Wednesday 25 July 2018

How Microsoft Is Profiting From The Amazon Backlash

As Amazon invades the territory of retailers, they have decided to take their cloud storage business elsewhere.


 While we hear a lot about things like Amazon Prime Day or Amazon companies in the world of convenience stores without cash, the source of Internet revenue is not its retail effort: it is the company's cloud services business. Amazon's web services made $ 1.6 billion in profits in the first quarter of this year, news that sent the company's stock to a record $ 450 billion in market capitalization. AWS is a popular cloud storage option for both individuals and businesses. In 2016, AWS had more than 1 million users. When AWS shuts down from time to time, wide swaths of the internet feel the repercussions. During an AWS outage in March, widely used services such as Twilio, Slack and Atlassian were temporarily disconnected.

While many technology companies choose to rely on Amazon for their cloud storage needs, Amazon's biggest competitors are taking a different route. Walmart, Amazon's largest retail rival, recently announced a partnership with Microsoft to use its cloud infrastructure to power a variety of algorithms related to machine learning that will help optimize employee time and make operations more efficient. The five-year agreement is Walmart's latest effort to take the company into the 21st century and promises to help the company with tasks such as sharing sales data with suppliers, making better purchasing decisions, optimizing freezer performance and helping the Employees to choose which products get a premium shelf placement.

Walmart has made a variety of moves in recent years to help it compete with Amazon in the US. UU And all over the world, so this new partnership is not surprising. However, what you can expect less is the benefit that this gives Microsoft. As Microsoft Azure is the next provider of cloud computing services in addition to Amazon, Microsoft is reaping the rewards of retailers who prefer not to give their money (and their data) to their biggest rival. (Amazon, of course, has an extensive data privacy policy that describes what types of data it collects from AWS users and the established security and encryption protocols to prevent data access from external customers).

Microsoft has several retailers among its Azure customers: Honeywell (which sells smart home products that compete with the home security offerings connected to the Blink and Ring brand) and Asos (an online fashion hub that Amazon Fashion is trying to get a bite of) are two remarkable examples; others, such as Fabletics, HP and Adobe, also rely on Azure for their cloud processing needs. Last August, following the acquisition of Whole Foods by Amazon, Target announced that it would withdraw its digital business from AWS. The Kroger supermarket chain made a similar decision at the end of 2017, dividing its cloud storage needs between Microsoft and Google.

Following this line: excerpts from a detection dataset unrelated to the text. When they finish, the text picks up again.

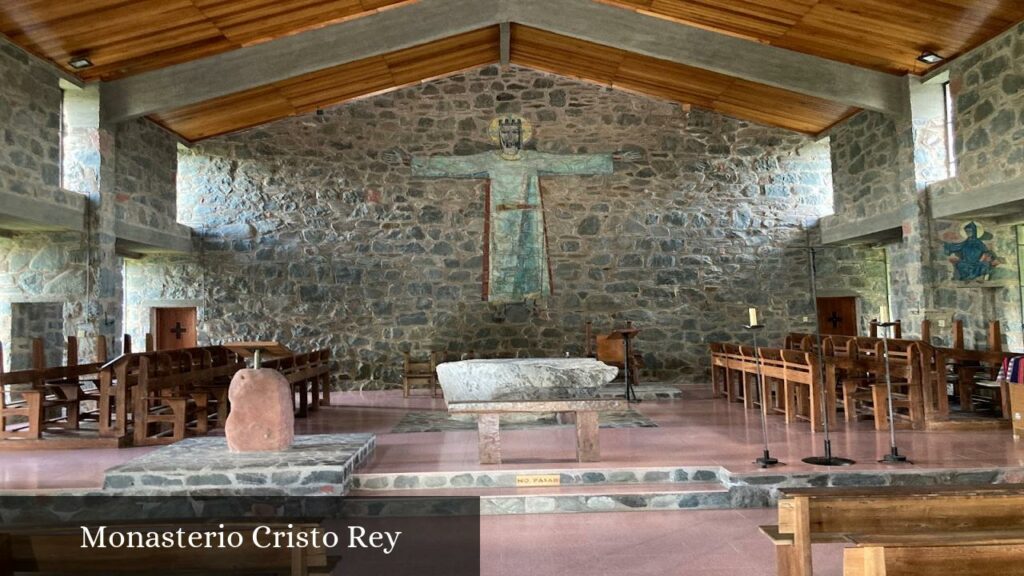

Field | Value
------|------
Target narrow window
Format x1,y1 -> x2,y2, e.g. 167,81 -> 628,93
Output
942,82 -> 956,178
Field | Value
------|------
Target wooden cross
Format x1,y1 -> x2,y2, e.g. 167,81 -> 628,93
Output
825,311 -> 843,328
171,322 -> 188,340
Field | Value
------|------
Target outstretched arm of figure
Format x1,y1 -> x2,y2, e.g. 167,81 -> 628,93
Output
412,153 -> 494,178
381,148 -> 413,166
532,151 -> 640,174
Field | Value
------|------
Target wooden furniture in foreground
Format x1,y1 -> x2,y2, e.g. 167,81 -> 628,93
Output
0,336 -> 105,448
0,520 -> 331,576
761,485 -> 1024,576
711,343 -> 823,429
262,348 -> 334,412
843,530 -> 1024,576
401,352 -> 443,398
449,400 -> 626,464
132,348 -> 245,446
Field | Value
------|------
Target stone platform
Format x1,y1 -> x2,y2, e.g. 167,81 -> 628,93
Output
351,465 -> 1024,516
103,434 -> 377,496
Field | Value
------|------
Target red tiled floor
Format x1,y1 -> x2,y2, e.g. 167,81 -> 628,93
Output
0,387 -> 1024,489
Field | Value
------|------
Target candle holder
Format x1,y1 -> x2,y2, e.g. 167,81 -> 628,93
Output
802,241 -> 855,466
743,324 -> 782,468
874,319 -> 913,464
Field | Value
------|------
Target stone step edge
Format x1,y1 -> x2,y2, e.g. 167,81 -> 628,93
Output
352,465 -> 728,492
347,482 -> 729,499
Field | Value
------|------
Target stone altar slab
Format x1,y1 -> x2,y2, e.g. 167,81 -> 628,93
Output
437,358 -> 618,403
103,434 -> 377,496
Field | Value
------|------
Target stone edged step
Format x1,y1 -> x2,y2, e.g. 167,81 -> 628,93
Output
349,482 -> 733,516
351,465 -> 727,492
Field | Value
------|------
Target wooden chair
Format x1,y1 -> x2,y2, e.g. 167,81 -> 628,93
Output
594,334 -> 643,385
401,352 -> 442,398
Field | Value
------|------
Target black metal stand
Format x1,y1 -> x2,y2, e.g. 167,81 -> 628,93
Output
623,334 -> 640,404
743,324 -> 781,468
874,322 -> 913,464
803,235 -> 855,466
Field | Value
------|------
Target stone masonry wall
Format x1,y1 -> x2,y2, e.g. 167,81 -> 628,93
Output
136,67 -> 831,383
0,39 -> 62,203
949,24 -> 1024,189
114,118 -> 178,230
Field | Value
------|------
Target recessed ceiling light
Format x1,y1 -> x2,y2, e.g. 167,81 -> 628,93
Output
68,56 -> 92,70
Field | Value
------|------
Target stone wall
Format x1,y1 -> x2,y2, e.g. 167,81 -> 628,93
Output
10,302 -> 66,370
949,24 -> 1024,189
0,39 -> 63,203
828,111 -> 901,220
136,67 -> 831,382
114,118 -> 178,230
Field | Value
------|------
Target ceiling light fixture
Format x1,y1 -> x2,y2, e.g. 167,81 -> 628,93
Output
68,56 -> 92,70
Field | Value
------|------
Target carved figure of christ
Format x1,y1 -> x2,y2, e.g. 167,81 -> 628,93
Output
412,150 -> 613,303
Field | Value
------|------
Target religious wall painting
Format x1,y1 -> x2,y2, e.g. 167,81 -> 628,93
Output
943,221 -> 1000,282
389,115 -> 639,304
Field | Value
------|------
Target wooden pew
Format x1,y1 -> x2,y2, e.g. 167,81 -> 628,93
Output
762,485 -> 1024,576
261,348 -> 334,417
99,346 -> 245,438
712,343 -> 823,429
843,530 -> 1024,576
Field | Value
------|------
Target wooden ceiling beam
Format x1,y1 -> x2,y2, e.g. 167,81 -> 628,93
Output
100,0 -> 507,122
508,0 -> 908,114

And then there is Walmart, which has even demanded that its suppliers not use AWS or risk that Walmart abandon its business. The Wall Street Journal reported that a Walmart customer approached the data storage service Snowflake Computing Inc. about the handling of their data, but would only reach an agreement if Snowflake executed its services in Azure. Snowflake streamlined its Azure bid and got the client's business as a result *.

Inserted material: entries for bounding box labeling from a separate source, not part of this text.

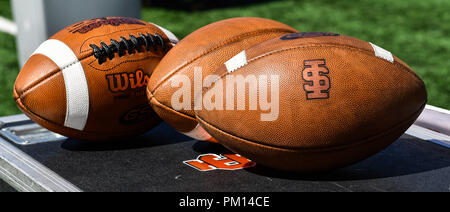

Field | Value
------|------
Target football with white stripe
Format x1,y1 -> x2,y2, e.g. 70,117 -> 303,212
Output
14,17 -> 178,140
147,17 -> 298,142
195,32 -> 427,172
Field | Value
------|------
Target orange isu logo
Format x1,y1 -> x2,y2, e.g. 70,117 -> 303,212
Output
183,154 -> 256,171
302,59 -> 331,100
106,69 -> 150,93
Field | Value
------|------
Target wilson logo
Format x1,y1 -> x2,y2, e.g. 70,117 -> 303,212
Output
106,69 -> 150,93
302,59 -> 331,100
183,154 -> 256,171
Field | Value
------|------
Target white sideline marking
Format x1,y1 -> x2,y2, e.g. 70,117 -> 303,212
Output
0,16 -> 17,35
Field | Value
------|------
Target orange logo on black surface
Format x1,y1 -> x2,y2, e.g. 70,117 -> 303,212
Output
302,59 -> 331,100
106,69 -> 150,93
183,154 -> 256,171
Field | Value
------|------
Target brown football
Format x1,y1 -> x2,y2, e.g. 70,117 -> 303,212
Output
196,33 -> 427,172
147,17 -> 298,141
14,17 -> 177,140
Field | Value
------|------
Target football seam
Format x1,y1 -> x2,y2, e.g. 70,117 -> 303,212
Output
88,55 -> 162,71
14,54 -> 93,99
16,96 -> 157,137
202,43 -> 425,93
80,26 -> 176,54
195,102 -> 426,153
152,28 -> 296,93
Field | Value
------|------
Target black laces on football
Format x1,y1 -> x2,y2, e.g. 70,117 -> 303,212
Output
89,33 -> 166,64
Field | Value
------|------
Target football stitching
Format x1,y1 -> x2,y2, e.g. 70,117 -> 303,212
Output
195,102 -> 426,153
80,25 -> 177,53
88,55 -> 162,71
152,28 -> 294,94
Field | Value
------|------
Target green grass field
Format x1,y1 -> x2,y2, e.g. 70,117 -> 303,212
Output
0,0 -> 450,116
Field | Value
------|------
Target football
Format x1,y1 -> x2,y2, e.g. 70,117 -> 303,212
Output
195,32 -> 427,172
147,17 -> 298,142
14,17 -> 178,140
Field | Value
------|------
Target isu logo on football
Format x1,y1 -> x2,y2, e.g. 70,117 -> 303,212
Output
183,154 -> 256,171
106,69 -> 150,93
302,59 -> 330,100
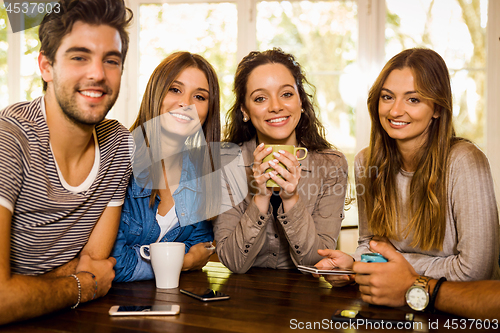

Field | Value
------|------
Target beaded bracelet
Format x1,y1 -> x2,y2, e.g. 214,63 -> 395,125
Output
77,271 -> 97,301
70,274 -> 82,309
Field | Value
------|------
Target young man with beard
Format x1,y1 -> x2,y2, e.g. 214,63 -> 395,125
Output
0,0 -> 133,324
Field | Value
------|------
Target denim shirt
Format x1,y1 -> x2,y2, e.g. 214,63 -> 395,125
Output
111,154 -> 214,282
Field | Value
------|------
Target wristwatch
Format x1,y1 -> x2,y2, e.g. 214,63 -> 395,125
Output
405,275 -> 431,311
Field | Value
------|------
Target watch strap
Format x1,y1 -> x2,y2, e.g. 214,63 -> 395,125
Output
413,275 -> 431,293
427,276 -> 446,313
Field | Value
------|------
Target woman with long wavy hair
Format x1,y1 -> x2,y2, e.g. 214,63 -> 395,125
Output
112,52 -> 220,282
318,48 -> 500,286
214,49 -> 347,273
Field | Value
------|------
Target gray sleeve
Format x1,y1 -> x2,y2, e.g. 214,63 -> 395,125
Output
278,156 -> 347,265
213,155 -> 273,273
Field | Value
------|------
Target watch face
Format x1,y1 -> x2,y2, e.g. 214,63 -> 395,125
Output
406,286 -> 429,311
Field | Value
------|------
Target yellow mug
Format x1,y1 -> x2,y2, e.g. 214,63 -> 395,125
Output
262,145 -> 307,187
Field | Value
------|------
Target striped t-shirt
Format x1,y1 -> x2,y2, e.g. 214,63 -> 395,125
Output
0,97 -> 133,275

Amazon has been the leading cloud computing platform since 2013, with Microsoft generally in second and Google in third. Microsoft's cloud platform is fast becoming a "viable cloud infrastructure alternative for many," an analyst at market research firm Gartner told the Wall Street Journal. As those threatened by Amazon's growth, or tired of a competitor handling their most sensitive data, have been abandoning the ship, Azure has been growing twice as fast as its competitor. In April, Microsoft overtook Amazon in terms of cloud revenue for the first time-Microsoft earned $ 6 billion from Amazon's $ 5.4 billion-marking a 93 percent increase over its previous year's revenue. In its earnings announcement last week, Microsoft posted earnings of 23 percent on top of that. With the next Amazon earnings report on July 26, we will discover if the growth of Microsoft's cloud services is really having an impact on Amazon's results. Retailers like Walmart surely expect that to be the case.